Behind The Deal: Jacksonville Jaguars Owner Buys Toronto Four Seasons Hotel
Jacksonville Jaguars owner Shahid Khan has bought the 259-room Four Seasons Hotel for $225M, Canada’s largest-ever single-asset price-per-room deal and a strong signal of TO’s arrival as a legit luxury hotel market.
It’s the first hotel buy for Shahid, founder of auto equipment supplier Flex-N-Gate Group and owner of London’s Fulham Football Club. He acquired the Four Seasons from an affiliate of Kingdom Holding Co, chaired by Saudi Arabia’s Prince Alwaleed Bin Talal Bin. Shadid and his family take immediate ownership of the hotel, which will continue to be managed by Four Seasons Hotels and Resorts. JLL SVPs Mark Sparrow and Luke Scheer, who brokered the sale, say it shows Toronto, which six years ago had no global-grade luxury hotel product, is now a bona fide upscale gateway market.

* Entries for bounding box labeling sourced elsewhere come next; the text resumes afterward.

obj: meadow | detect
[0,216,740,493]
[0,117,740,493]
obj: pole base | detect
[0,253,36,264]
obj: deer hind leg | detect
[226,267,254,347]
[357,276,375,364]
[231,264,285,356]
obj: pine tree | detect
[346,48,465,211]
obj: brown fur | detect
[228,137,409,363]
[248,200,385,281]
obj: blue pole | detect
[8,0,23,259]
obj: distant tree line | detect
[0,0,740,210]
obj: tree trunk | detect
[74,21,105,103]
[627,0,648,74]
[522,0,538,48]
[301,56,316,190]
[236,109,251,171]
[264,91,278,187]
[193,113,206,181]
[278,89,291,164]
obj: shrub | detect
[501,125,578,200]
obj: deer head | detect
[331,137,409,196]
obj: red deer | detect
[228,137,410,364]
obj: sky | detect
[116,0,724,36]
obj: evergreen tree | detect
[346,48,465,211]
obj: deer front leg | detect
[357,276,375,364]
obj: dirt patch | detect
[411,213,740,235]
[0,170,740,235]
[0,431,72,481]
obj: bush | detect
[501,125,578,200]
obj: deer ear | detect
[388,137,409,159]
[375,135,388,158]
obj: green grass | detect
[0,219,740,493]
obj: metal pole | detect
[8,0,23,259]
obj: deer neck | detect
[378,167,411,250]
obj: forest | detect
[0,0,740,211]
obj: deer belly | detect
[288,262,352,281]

Kingdom tapped JLL to market the Yorkville hotel and Mark says they handpicked a select group of investors with capacity to do a deal this size. Luke won’t dish on how many bids were received for the property, which opened in 2012, but tells us it garnered substantial global interest given the asset's high profile and the Toronto market's hotel-operating fundamentals, the strongest they’ve been in decades. The city's brand keeps growing on the international stage, Mark says, and Four Seasons’ HQ is based here, making the hotel more attractive.
Shadid (above) says his admiration and respect for Four Seasons is “deep and immense," and he intends to treat its TO flagship “as the treasure that it is,” building on its leadership position in Canada’s luxury hotel segment (the property boasts Café Boulud restaurant, below, and a 30k SF spa). Prince Alwaleed retains a 47.5% ownership stake in Four Seasons Hotels and Resorts management company and will continue to play an “integral role” in the hospitality firm, with 99 properties worldwide. (Bill Gates’s Cascade owns 47.5%, and Four Seasons founder Isadore Sharp holds a 5% stake.)
Toronto long lagged other gateway cities on luxury hotels, and Luke says it took time for the market to adjust after the launch in rapid succession of the Four Seasons, Ritz-Carlton, Trump and Shangri-La. But now the segment's thriving and garnering “exceptional” occupancies and rates, with Four Seasons leading the pack. JLL has a host of other hotel deals under contract or in the market, representing $1.6B in value. “It’ll be a record year," Mark says. Expect portfolio acquisitions and a few more large single-asset trades, but nothing will best the Four Seasons sale on price-per-key. “I can’t see any others being higher."